Na terça-feira à tarde, os comunicadores participantes do encontro puderam prestigiar duas oficinas práticas sobre fotografia e vídeo. Vinícius Roratto, fotógrafo profissional, compartilhou dicas voltadas à técnica da fotografia e do melhor uso das câmeras fotográficas para um bom resultado das coberturas de evento contempladas pelas equipes de Pascom. Em seguida, José Zanandréa, repórter da Rede Vida de Televisão, propôs uma oficina prática de reportagem televisiva com os participantes do encontro, além de dar algumas dicas sobre a importância de um texto criativo para a televisão. 

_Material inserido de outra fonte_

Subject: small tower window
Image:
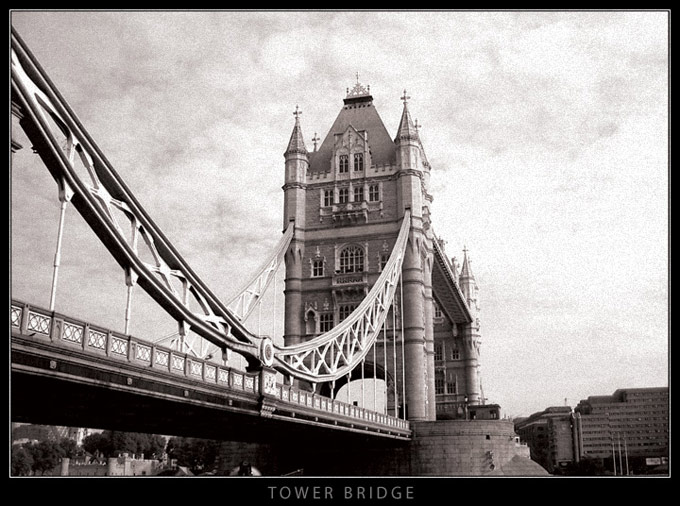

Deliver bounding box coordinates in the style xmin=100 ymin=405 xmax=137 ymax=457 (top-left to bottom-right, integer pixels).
xmin=432 ymin=301 xmax=444 ymax=318
xmin=434 ymin=343 xmax=444 ymax=362
xmin=312 ymin=259 xmax=323 ymax=278
xmin=323 ymin=190 xmax=333 ymax=207
xmin=319 ymin=313 xmax=333 ymax=334
xmin=338 ymin=155 xmax=349 ymax=174
xmin=434 ymin=371 xmax=444 ymax=395
xmin=380 ymin=253 xmax=390 ymax=272
xmin=338 ymin=304 xmax=357 ymax=321
xmin=368 ymin=184 xmax=380 ymax=202
xmin=446 ymin=372 xmax=458 ymax=394
xmin=354 ymin=153 xmax=364 ymax=171
xmin=339 ymin=246 xmax=364 ymax=274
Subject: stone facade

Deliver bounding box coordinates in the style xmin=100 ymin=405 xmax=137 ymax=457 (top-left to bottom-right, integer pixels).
xmin=283 ymin=83 xmax=484 ymax=420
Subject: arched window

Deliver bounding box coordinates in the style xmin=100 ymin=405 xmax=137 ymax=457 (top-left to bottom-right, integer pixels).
xmin=339 ymin=246 xmax=364 ymax=274
xmin=338 ymin=155 xmax=349 ymax=174
xmin=312 ymin=258 xmax=323 ymax=278
xmin=434 ymin=370 xmax=444 ymax=395
xmin=354 ymin=153 xmax=364 ymax=171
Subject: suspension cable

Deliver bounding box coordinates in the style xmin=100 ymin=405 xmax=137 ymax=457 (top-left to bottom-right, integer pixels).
xmin=399 ymin=276 xmax=406 ymax=420
xmin=392 ymin=294 xmax=399 ymax=417
xmin=373 ymin=339 xmax=378 ymax=411
xmin=361 ymin=358 xmax=366 ymax=408
xmin=50 ymin=199 xmax=68 ymax=311
xmin=383 ymin=321 xmax=387 ymax=414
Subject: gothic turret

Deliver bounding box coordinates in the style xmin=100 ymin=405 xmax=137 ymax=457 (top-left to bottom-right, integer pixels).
xmin=458 ymin=248 xmax=484 ymax=404
xmin=283 ymin=106 xmax=309 ymax=229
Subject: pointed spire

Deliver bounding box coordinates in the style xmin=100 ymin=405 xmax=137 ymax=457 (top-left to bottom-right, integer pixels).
xmin=460 ymin=246 xmax=475 ymax=279
xmin=394 ymin=90 xmax=418 ymax=143
xmin=284 ymin=105 xmax=307 ymax=155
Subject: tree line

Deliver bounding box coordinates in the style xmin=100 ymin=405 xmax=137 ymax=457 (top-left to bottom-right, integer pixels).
xmin=11 ymin=430 xmax=220 ymax=476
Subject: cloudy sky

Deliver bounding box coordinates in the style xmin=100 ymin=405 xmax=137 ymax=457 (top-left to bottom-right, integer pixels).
xmin=11 ymin=11 xmax=669 ymax=416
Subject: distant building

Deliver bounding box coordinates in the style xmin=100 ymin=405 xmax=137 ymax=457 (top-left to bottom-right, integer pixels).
xmin=515 ymin=387 xmax=669 ymax=475
xmin=574 ymin=387 xmax=669 ymax=474
xmin=515 ymin=406 xmax=579 ymax=473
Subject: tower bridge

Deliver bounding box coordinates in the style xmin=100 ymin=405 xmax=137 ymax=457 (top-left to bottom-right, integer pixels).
xmin=11 ymin=30 xmax=548 ymax=474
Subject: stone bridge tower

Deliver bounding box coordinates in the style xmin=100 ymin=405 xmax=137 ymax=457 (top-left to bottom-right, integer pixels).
xmin=283 ymin=82 xmax=478 ymax=421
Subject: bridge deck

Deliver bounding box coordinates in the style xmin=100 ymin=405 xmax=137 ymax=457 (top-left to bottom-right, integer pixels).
xmin=11 ymin=300 xmax=411 ymax=440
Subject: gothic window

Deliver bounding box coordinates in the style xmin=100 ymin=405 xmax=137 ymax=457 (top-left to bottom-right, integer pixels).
xmin=354 ymin=153 xmax=364 ymax=171
xmin=434 ymin=371 xmax=444 ymax=395
xmin=312 ymin=258 xmax=323 ymax=278
xmin=319 ymin=313 xmax=333 ymax=334
xmin=368 ymin=184 xmax=380 ymax=202
xmin=432 ymin=300 xmax=444 ymax=318
xmin=305 ymin=309 xmax=316 ymax=335
xmin=339 ymin=246 xmax=364 ymax=274
xmin=446 ymin=372 xmax=458 ymax=394
xmin=338 ymin=155 xmax=349 ymax=174
xmin=323 ymin=190 xmax=333 ymax=207
xmin=434 ymin=343 xmax=444 ymax=362
xmin=338 ymin=304 xmax=357 ymax=321
xmin=380 ymin=253 xmax=390 ymax=272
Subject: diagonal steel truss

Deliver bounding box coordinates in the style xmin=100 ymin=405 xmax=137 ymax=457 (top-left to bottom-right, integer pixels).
xmin=11 ymin=29 xmax=410 ymax=383
xmin=155 ymin=222 xmax=295 ymax=360
xmin=274 ymin=211 xmax=411 ymax=383
xmin=11 ymin=30 xmax=263 ymax=363
xmin=227 ymin=222 xmax=295 ymax=321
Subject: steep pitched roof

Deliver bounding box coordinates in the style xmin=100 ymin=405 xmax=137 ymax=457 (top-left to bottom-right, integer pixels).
xmin=309 ymin=94 xmax=396 ymax=172
xmin=460 ymin=248 xmax=475 ymax=279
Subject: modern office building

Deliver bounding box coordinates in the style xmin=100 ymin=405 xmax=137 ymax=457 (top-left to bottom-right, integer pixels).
xmin=515 ymin=387 xmax=669 ymax=475
xmin=515 ymin=406 xmax=579 ymax=473
xmin=574 ymin=387 xmax=669 ymax=474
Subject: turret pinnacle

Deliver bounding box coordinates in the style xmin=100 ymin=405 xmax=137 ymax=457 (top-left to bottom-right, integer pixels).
xmin=460 ymin=247 xmax=475 ymax=279
xmin=394 ymin=90 xmax=420 ymax=143
xmin=284 ymin=106 xmax=307 ymax=155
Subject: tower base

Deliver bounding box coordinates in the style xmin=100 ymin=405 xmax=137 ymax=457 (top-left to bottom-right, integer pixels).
xmin=219 ymin=420 xmax=548 ymax=476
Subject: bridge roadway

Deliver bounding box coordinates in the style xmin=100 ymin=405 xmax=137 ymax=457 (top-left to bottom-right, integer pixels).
xmin=11 ymin=300 xmax=411 ymax=446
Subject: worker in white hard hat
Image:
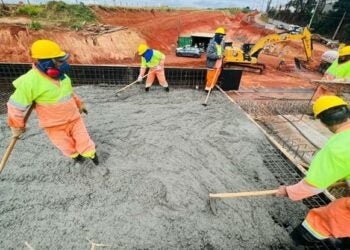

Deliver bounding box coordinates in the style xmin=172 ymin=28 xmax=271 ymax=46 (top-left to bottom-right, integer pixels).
xmin=137 ymin=44 xmax=169 ymax=92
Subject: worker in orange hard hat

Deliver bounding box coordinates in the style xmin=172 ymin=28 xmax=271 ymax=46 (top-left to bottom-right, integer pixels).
xmin=7 ymin=40 xmax=99 ymax=165
xmin=205 ymin=27 xmax=226 ymax=91
xmin=324 ymin=46 xmax=350 ymax=82
xmin=276 ymin=95 xmax=350 ymax=249
xmin=137 ymin=44 xmax=169 ymax=92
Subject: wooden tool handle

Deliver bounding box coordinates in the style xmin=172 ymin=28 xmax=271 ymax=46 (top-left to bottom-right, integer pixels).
xmin=209 ymin=189 xmax=278 ymax=198
xmin=115 ymin=70 xmax=153 ymax=94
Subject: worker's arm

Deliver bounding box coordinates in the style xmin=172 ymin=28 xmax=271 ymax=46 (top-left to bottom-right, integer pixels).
xmin=207 ymin=43 xmax=220 ymax=60
xmin=276 ymin=179 xmax=324 ymax=201
xmin=7 ymin=77 xmax=35 ymax=128
xmin=73 ymin=92 xmax=88 ymax=114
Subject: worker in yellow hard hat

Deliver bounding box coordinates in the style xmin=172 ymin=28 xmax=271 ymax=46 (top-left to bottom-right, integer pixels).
xmin=137 ymin=44 xmax=169 ymax=92
xmin=7 ymin=40 xmax=99 ymax=165
xmin=205 ymin=27 xmax=226 ymax=91
xmin=324 ymin=46 xmax=350 ymax=82
xmin=276 ymin=95 xmax=350 ymax=249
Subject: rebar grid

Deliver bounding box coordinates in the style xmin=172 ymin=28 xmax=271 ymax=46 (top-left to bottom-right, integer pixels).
xmin=258 ymin=118 xmax=318 ymax=164
xmin=237 ymin=99 xmax=310 ymax=116
xmin=0 ymin=63 xmax=206 ymax=113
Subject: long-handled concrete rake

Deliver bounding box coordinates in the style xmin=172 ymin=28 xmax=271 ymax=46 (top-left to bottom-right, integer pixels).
xmin=209 ymin=189 xmax=278 ymax=215
xmin=0 ymin=104 xmax=34 ymax=174
xmin=115 ymin=71 xmax=153 ymax=95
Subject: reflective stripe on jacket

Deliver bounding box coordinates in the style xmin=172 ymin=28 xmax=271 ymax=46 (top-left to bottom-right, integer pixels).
xmin=207 ymin=38 xmax=225 ymax=69
xmin=141 ymin=49 xmax=165 ymax=68
xmin=7 ymin=66 xmax=81 ymax=127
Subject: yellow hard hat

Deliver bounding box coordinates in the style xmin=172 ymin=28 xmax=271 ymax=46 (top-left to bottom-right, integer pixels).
xmin=215 ymin=27 xmax=226 ymax=35
xmin=312 ymin=95 xmax=348 ymax=117
xmin=137 ymin=43 xmax=148 ymax=56
xmin=31 ymin=40 xmax=66 ymax=59
xmin=339 ymin=46 xmax=350 ymax=56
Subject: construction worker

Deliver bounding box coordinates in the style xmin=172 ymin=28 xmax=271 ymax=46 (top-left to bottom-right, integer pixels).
xmin=276 ymin=95 xmax=350 ymax=249
xmin=324 ymin=46 xmax=350 ymax=82
xmin=205 ymin=27 xmax=226 ymax=91
xmin=137 ymin=44 xmax=169 ymax=92
xmin=7 ymin=40 xmax=99 ymax=165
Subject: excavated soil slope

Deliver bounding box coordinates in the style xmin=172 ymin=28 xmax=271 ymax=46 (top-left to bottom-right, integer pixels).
xmin=0 ymin=7 xmax=327 ymax=88
xmin=0 ymin=86 xmax=306 ymax=249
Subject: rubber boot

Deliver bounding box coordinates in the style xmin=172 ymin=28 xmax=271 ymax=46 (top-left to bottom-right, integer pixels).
xmin=72 ymin=155 xmax=84 ymax=163
xmin=90 ymin=153 xmax=100 ymax=166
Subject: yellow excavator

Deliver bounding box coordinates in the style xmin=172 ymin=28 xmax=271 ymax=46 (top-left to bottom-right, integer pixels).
xmin=224 ymin=27 xmax=312 ymax=73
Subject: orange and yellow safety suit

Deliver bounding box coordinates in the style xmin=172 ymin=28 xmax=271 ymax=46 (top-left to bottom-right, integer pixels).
xmin=7 ymin=65 xmax=96 ymax=158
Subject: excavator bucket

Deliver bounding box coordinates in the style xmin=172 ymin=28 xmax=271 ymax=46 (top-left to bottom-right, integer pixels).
xmin=294 ymin=57 xmax=303 ymax=70
xmin=294 ymin=57 xmax=310 ymax=70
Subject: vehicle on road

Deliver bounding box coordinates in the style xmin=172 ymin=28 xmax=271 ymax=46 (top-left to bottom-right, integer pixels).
xmin=176 ymin=46 xmax=202 ymax=58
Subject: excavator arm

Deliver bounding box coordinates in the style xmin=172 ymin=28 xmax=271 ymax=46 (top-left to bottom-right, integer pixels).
xmin=248 ymin=27 xmax=312 ymax=60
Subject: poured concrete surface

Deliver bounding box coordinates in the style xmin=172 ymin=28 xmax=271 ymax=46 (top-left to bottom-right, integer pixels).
xmin=0 ymin=86 xmax=306 ymax=249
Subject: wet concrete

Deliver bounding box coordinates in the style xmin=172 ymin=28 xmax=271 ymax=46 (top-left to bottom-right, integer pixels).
xmin=0 ymin=86 xmax=306 ymax=249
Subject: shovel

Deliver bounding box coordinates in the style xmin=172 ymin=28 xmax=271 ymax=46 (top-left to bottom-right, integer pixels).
xmin=115 ymin=71 xmax=153 ymax=95
xmin=0 ymin=104 xmax=34 ymax=174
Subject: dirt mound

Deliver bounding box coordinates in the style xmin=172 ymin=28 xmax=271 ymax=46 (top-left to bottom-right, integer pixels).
xmin=0 ymin=6 xmax=326 ymax=87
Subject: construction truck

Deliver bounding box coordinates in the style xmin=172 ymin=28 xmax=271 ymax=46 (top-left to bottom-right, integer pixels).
xmin=224 ymin=27 xmax=312 ymax=73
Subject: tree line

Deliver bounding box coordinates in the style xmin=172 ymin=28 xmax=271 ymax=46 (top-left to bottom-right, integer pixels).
xmin=267 ymin=0 xmax=350 ymax=44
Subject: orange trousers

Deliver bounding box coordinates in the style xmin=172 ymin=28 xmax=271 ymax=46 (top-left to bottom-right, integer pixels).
xmin=303 ymin=197 xmax=350 ymax=238
xmin=44 ymin=117 xmax=96 ymax=157
xmin=146 ymin=69 xmax=168 ymax=88
xmin=205 ymin=68 xmax=221 ymax=91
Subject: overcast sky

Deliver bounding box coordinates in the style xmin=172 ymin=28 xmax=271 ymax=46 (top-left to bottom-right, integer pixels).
xmin=4 ymin=0 xmax=288 ymax=10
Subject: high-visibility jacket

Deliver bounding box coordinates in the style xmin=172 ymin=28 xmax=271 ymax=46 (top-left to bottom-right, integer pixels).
xmin=326 ymin=60 xmax=350 ymax=81
xmin=207 ymin=38 xmax=225 ymax=69
xmin=7 ymin=65 xmax=81 ymax=128
xmin=287 ymin=129 xmax=350 ymax=240
xmin=141 ymin=49 xmax=165 ymax=68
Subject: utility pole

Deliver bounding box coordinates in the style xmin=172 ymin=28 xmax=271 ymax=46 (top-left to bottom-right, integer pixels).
xmin=332 ymin=11 xmax=346 ymax=40
xmin=307 ymin=0 xmax=320 ymax=29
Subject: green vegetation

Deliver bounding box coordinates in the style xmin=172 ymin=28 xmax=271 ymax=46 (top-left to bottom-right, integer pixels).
xmin=13 ymin=1 xmax=96 ymax=30
xmin=29 ymin=21 xmax=42 ymax=30
xmin=268 ymin=0 xmax=350 ymax=43
xmin=260 ymin=14 xmax=269 ymax=23
xmin=16 ymin=5 xmax=44 ymax=17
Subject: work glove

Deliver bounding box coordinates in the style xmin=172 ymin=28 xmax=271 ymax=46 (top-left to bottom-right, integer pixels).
xmin=79 ymin=102 xmax=88 ymax=114
xmin=136 ymin=76 xmax=142 ymax=82
xmin=276 ymin=186 xmax=288 ymax=197
xmin=11 ymin=127 xmax=26 ymax=138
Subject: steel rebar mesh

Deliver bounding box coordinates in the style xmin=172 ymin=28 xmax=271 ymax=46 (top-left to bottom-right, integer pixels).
xmin=237 ymin=100 xmax=310 ymax=116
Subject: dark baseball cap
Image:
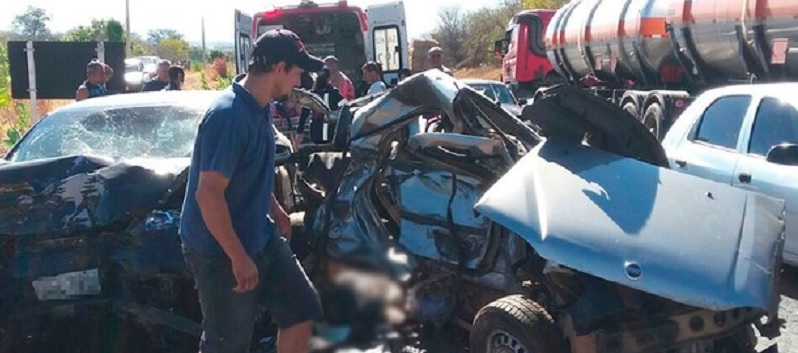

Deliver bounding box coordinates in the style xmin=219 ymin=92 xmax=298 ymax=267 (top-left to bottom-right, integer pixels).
xmin=250 ymin=29 xmax=324 ymax=72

Na manhã da quarta-feira, dia 11 de maio, foi a vez de Waldir Bohn Gass, articulador das Pastorais Sociais da CNBB Sul 3 partilhar com os comunicadores alguns elementos da Encíclica Papal Laudato Si, que versa sobre a ecologia. Bohn Gass destacou que a humanidade tem uma imensa capacidade de destruir o planeta. Ele falou também sobre a lógica do sistema capitalista e sua consequente perversão pelo consumo desenfreado. “O problema do capitalismo é a transformação das mercadorias para fonte de lucro, indo além do consumo para sobrevivência e satisfação das necessidades humanas”, disse. 

Para Waldyr, é preciso “transformar o capitalismo por dentro, na condição de empresário, por exemplo. Não é possível ser cristão e defender o sistema capitalista. Trata-se de um sistema que mata. A alternativa é uma economia baseada na cooperação e não na competição, mas que impulsione a solidariedade”. O articulador também afirmou que “o capitalismo não consegue conviver com a democracia, porque concentra as decisões em função da concentração do poder econômico”. E concluiu: “é preciso unir os povos no caminho da justiça e da paz, defendendo a Mãe Terra. Quem vai fazer essas mudanças? A ecologia é o meio ambiente como um todo, incluindo as pessoas. Hoje todos estamos em situação de risco, em função do caos climático, mas é claro que os pobres são os primeiros e as maiores vítimas. O ser humano não pode abrir mão de sua responsabilidade e peculiaridade dentro do sistema ecológico e da natureza. Precisamos desenvolver uma nova mística das relações, onde o outro não é meu inimigo ou concorrente, mas alguém que pode me ajudar”. 
 
Concluindo a Semana da Comunicação, os participantes tiveram a oportunidade de refletir com o Pe. Ludinei Vian, assessor eclesiástico da Pascom da Diocese de Montenegro, sobre o uso das redes sociais pela Igreja, como um meio de evangelização por meio do ambiente digital. Em seguida, o jornalista Magnus Regis falou aos comunicadores sobre “redação jornalística”, defendendo a importância de se “colocar humanidade” nos textos jornalísticos. Segundo ele, “podemos humanizar as pessoas pelo nosso texto. Não podemos fazer da Igreja uma instituição rígida, dura, fria. As pessoas devem se sentir tocadas pela informação. Notícia que não provoca reação, que não gera envolvimento, não é notícia. Quando escrevemos devemos estabelecer relações e dar sentido àquilo que publicamos”. E concluiu: “que nossos textos extrapolem as letras impressas ou digitais. Que construam pontes, incentivem a formação e o diálogo. E que a mensagem de Deus penetre o coração de cada homem e de cada mulher”. 

O próximo encontro de formação promovido pela Pascom Regional Sul 3 será no dia 2 de junho, em São Leopoldo.